In some ways scooped by “Spherical CNNs” this work proposes a similar SO(3) equivariant convolution based on the Spherical Fourier Transform, decomposing the spherical signal and filters into their spherical harmonic bases. It’s worth noting that this approach is faster than “Spherical CNNs.” - DeepSphere: Efficient Spherical Convolutional Neural Network with HEALPix Sampling for Cosmological Applications (Perraudin et al., Astronomy and Computing, 2018 and Defferrard et al., ICLR Workshops, 2019) [Code]
This work looks to avoid the computational expense of the Fourier transform and also seek a solution that does not require a full sphere as input. The authors propose an efficient graph convolution on the HEALPix representation of the sphere. It’s not entirely clear how this fares compared to other methods as the authors do not provide a comparison.
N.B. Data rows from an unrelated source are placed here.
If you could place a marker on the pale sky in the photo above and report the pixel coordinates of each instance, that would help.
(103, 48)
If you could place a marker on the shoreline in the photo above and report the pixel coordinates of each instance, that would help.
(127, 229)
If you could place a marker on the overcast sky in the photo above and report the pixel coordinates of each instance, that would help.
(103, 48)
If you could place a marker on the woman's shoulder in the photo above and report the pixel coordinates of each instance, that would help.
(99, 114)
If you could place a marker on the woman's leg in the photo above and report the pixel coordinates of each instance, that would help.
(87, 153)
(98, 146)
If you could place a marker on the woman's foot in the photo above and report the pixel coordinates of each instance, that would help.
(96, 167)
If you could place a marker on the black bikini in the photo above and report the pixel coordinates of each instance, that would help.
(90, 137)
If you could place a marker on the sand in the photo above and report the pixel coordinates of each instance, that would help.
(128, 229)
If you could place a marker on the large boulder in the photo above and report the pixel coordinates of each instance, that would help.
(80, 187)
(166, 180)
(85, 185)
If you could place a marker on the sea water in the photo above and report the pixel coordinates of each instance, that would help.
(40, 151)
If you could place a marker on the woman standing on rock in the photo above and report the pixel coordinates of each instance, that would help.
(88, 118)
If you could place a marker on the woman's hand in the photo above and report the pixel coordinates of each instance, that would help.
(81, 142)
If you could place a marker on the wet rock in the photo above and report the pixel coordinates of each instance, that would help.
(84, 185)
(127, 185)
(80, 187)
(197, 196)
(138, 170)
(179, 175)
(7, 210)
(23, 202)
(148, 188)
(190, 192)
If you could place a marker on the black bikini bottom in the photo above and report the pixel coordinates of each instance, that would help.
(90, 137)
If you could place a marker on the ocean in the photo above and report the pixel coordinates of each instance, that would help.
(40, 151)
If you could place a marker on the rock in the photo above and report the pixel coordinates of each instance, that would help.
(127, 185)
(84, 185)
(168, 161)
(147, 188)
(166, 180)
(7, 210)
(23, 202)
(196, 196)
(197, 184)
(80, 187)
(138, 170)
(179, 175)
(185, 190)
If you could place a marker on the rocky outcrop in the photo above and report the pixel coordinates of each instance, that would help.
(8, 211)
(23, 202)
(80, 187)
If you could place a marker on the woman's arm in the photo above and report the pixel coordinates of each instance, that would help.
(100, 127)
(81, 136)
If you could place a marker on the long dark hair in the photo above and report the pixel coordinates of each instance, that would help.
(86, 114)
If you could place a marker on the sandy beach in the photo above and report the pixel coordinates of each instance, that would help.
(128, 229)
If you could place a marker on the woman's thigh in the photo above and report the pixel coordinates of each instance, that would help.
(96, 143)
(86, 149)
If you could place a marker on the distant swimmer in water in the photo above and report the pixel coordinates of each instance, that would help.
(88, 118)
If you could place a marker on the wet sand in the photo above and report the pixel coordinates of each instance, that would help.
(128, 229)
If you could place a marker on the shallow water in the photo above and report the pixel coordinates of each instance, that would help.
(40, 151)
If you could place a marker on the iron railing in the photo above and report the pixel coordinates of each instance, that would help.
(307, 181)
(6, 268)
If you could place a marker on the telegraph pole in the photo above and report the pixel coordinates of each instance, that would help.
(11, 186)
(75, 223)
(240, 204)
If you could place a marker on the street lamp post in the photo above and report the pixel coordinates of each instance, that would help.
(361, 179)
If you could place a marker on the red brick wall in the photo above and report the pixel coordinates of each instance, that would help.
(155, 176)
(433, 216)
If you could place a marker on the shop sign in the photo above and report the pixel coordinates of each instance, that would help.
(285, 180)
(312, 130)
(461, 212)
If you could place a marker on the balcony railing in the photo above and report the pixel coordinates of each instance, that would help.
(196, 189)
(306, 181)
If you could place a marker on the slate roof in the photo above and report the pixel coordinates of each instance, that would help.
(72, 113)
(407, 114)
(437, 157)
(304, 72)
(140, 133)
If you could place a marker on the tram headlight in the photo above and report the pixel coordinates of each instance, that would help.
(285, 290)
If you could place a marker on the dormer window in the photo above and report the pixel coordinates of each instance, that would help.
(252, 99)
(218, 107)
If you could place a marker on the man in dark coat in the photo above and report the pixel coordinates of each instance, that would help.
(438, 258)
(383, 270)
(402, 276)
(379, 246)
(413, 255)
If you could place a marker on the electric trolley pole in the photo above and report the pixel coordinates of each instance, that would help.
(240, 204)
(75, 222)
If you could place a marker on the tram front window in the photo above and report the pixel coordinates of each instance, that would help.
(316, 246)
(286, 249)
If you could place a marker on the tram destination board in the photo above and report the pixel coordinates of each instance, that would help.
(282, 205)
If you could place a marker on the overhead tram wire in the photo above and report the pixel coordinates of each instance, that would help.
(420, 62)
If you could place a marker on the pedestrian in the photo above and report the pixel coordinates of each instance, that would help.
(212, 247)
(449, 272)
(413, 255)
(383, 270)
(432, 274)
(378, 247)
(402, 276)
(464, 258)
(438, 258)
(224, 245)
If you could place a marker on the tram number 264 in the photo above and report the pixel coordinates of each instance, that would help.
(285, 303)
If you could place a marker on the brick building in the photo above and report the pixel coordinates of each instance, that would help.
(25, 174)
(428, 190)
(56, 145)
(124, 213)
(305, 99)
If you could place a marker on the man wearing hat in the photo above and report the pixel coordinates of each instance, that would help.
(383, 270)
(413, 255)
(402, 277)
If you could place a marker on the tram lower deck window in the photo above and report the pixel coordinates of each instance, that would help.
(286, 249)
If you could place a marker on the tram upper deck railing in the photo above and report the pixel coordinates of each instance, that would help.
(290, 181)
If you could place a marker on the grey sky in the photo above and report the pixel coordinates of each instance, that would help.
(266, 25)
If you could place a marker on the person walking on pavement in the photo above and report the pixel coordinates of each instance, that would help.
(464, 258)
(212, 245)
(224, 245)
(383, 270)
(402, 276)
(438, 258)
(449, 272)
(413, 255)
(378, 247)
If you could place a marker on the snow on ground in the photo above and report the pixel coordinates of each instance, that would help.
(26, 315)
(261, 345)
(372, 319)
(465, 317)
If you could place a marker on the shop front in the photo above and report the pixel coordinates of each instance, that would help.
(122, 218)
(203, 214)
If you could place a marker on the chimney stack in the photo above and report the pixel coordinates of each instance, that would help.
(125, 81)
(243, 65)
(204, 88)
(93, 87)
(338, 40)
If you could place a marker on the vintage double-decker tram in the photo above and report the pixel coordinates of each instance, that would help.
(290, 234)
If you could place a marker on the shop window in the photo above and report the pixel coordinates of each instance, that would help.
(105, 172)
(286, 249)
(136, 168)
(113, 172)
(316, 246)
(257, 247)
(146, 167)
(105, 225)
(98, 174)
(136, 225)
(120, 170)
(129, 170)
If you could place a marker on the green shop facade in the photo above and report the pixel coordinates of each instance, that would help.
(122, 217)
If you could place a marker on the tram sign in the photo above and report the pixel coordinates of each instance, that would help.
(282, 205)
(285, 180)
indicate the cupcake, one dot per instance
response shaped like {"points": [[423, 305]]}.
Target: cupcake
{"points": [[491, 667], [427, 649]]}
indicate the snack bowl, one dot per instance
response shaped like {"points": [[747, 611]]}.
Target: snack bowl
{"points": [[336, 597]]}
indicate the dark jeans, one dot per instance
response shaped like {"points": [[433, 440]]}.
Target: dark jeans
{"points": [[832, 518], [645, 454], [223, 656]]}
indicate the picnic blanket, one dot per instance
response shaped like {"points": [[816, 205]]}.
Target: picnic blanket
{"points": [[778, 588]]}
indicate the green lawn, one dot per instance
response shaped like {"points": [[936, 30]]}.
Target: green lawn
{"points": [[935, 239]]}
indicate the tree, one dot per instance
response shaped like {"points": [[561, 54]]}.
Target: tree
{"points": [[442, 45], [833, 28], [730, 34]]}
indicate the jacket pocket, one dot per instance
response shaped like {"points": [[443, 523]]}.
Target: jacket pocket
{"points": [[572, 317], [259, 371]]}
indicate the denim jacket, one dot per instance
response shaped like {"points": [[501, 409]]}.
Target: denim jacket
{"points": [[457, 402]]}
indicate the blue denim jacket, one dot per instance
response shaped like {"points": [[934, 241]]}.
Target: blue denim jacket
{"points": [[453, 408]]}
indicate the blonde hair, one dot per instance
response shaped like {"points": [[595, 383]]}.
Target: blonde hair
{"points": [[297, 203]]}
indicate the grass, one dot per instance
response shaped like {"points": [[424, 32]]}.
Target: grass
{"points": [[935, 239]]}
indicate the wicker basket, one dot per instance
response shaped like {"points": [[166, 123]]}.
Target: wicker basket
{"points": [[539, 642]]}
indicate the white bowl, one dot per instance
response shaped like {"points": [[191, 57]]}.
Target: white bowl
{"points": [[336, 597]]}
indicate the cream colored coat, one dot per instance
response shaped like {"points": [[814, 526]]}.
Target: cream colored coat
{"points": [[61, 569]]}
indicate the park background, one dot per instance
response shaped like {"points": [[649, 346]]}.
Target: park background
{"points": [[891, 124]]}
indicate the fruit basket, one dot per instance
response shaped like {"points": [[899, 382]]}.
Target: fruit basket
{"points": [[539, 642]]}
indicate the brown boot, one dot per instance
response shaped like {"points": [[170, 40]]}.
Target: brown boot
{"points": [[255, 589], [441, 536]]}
By design, these methods circumvent the spherical distortion problem by focusing on the spherical input signal directly. Furthermore, these methods are often quite efficient thanks to fast spectral or graph operations. However, the primary downside to these reparameterization approaches is that they can’t reuse existing networks. While you can implement a ResNet-50 spherical CNN, for example, you can’t then initialize it with pre-trained weights from some off-the-shelf ResNet-50 model. As the parameterization has changed as well, we can’t apply our existing insight into kernel sizes and network design either.
Location-adaptive methods (for equirectangular images)
This category consists of methods that seek to explicitly encode spherical distortion into the convolutional kernel’s sampling function in a location-dependent format. The idea is that, if distortion deforms the content, why not just deform the kernel accordingly?
The paper to highlight in this category is SphereNet: Learning Spherical Representations for Detection and Classification in Omnidirec-
tional Images (Coors et al., ECCV 2018).
In this work, the authors try to directly address distortion in the equirectangular image by changing where the convolutional kernel samples from the image in a location-dependent way. Considering a convolutional filter as a tangent plane to a sphere, the authors use the inverse gnomonic projection* to project the kernel grid onto an equirectangular image. Additionally, Coors et al. also address the issue of oversampling the sphere that results from the pixel redundancy caused by distortion. They evaluate the use of spiral spherical sampling to apply the filter in a more uniform way on the image. This is actually an important concept and one that will be touched on in more depth by the icosahedral methods presented in the next block. The tasks addressed here are classification and object detection.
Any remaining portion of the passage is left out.